Likely to be most visitors' first experience of Poland, WARSAW makes an initial impression that is all too often negative.
The years of Communist rule have left no great aesthetic glories, and there's sometimes a hollowness to the faithful reconstructions of earlier eras. However, as throughout Poland, the pace of social change is tangible and fascinating, as the openings provided by the post-Communist order turn the streets into a continuous marketplace, while the postwar dearth of nightlife and entertainments is gradually becoming a complaint of the past, as a plethora of new bars, restaurants and clubs establish themselves.

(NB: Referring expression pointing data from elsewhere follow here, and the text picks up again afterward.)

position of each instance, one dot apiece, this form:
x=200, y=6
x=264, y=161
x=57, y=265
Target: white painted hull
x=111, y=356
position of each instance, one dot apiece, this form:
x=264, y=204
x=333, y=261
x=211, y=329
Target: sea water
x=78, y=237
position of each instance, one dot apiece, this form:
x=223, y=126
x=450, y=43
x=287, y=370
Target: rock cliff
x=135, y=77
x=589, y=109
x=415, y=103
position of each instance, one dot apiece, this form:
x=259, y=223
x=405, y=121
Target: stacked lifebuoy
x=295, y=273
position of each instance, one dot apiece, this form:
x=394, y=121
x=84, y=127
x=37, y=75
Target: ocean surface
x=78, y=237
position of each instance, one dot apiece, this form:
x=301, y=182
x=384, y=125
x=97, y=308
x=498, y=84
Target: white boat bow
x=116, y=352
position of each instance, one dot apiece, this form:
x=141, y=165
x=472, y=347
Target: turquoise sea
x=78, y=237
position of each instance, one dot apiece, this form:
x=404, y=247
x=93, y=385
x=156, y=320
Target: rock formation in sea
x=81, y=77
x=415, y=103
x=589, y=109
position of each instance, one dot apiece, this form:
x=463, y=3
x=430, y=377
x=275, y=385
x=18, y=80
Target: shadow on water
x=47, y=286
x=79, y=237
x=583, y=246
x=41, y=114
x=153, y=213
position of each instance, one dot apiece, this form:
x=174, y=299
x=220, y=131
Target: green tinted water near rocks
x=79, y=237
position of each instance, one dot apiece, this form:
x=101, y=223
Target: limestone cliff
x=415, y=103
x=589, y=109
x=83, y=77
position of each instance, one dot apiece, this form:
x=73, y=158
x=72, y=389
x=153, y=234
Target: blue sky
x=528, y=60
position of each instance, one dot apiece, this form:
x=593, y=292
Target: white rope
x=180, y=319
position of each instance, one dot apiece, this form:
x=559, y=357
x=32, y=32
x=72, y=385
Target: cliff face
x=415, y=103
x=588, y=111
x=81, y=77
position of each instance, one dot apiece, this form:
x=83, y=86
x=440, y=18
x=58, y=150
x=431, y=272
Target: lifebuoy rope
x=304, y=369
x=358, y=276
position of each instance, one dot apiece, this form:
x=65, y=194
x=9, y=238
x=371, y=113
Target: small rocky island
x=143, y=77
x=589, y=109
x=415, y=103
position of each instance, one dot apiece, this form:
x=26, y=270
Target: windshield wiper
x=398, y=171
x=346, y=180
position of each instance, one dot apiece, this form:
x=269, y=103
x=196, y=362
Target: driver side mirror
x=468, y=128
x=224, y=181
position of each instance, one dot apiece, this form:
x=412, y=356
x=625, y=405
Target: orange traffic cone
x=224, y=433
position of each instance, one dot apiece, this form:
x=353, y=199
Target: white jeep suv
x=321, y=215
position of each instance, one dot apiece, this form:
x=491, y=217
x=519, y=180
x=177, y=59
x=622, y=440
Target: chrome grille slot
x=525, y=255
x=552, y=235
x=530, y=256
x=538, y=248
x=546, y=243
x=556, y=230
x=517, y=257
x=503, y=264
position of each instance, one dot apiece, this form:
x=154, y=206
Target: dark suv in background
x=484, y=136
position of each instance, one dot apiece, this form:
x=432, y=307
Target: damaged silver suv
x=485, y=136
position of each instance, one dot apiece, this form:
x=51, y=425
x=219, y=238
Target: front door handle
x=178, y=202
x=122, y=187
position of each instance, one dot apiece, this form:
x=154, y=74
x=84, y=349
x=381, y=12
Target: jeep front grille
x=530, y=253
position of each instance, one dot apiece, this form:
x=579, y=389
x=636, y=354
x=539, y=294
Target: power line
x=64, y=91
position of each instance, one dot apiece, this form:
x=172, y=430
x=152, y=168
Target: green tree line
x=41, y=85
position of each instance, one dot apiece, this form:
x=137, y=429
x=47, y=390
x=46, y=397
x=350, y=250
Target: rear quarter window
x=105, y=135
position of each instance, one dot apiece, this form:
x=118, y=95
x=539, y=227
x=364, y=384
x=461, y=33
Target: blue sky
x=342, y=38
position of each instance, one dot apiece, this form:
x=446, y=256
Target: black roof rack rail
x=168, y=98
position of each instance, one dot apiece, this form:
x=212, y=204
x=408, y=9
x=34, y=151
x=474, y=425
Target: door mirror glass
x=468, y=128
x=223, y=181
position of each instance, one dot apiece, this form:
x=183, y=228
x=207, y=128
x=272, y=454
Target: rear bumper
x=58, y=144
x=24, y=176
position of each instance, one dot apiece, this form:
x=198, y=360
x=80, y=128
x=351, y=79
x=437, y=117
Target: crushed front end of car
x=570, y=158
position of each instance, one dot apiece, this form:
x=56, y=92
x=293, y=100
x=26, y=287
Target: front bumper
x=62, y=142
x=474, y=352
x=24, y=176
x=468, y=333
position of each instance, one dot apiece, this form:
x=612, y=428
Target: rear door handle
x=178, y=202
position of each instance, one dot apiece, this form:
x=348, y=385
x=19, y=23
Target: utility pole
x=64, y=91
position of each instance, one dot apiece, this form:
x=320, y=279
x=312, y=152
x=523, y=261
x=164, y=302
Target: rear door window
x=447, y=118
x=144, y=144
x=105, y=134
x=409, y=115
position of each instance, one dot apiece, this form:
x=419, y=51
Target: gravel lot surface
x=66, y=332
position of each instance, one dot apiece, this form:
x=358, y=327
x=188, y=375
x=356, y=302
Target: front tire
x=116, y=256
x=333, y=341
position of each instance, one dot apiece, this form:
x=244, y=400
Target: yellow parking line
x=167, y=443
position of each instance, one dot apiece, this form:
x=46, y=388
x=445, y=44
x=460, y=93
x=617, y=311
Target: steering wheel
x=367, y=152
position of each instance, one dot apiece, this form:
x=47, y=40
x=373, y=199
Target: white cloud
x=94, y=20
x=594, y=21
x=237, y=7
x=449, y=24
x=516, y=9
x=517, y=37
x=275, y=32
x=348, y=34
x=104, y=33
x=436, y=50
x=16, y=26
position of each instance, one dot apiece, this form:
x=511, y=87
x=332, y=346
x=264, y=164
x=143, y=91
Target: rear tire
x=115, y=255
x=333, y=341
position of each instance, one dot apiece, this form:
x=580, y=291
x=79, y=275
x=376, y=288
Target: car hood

Warsaw became the capital of Poland in 1596, when King Zygmunt III moved his court here from Kraków. The city was badly damaged by the Swedes during the invasion of 1655 and was then extensively reconstructed by the Saxon kings in the late seventeenth century - the Saxon Gardens (Ogród Saski), right in the centre, date from this period. The Partitions abruptly terminated this golden age, as Warsaw was absorbed into Prussia in 1795. Napoleon's arrival in 1806 gave Varsovians brief hopes of liberation, but following the 1815 Congress of Vienna, the city was integrated into the Russian-controlled Congress Kingdom of Poland. It was only with the outbreak of World War I that Russian control began to crumble, and with the restoration of Polish independence in 1918, Warsaw reverted to its position as capital. Then, with the outbreak of World War II, came the progressive annihilation of the city. Hitler, infuriated by the Warsaw Uprising, ordered the elimination of Warsaw; by the end of the war 850,000 Varsovians - two-thirds of the city's 1939 population - were dead or missing. The task of rebuilding took ten years of ceaseless labour.
Wending its way north towards Gdansk and the Baltic Sea, the Wisla river divides Warsaw neatly in half: the main sights are located on the western bank, the eastern consisting predominantly of residential and business districts. Somewhat to the north of centre, the busy Old Town provides the historic focal point.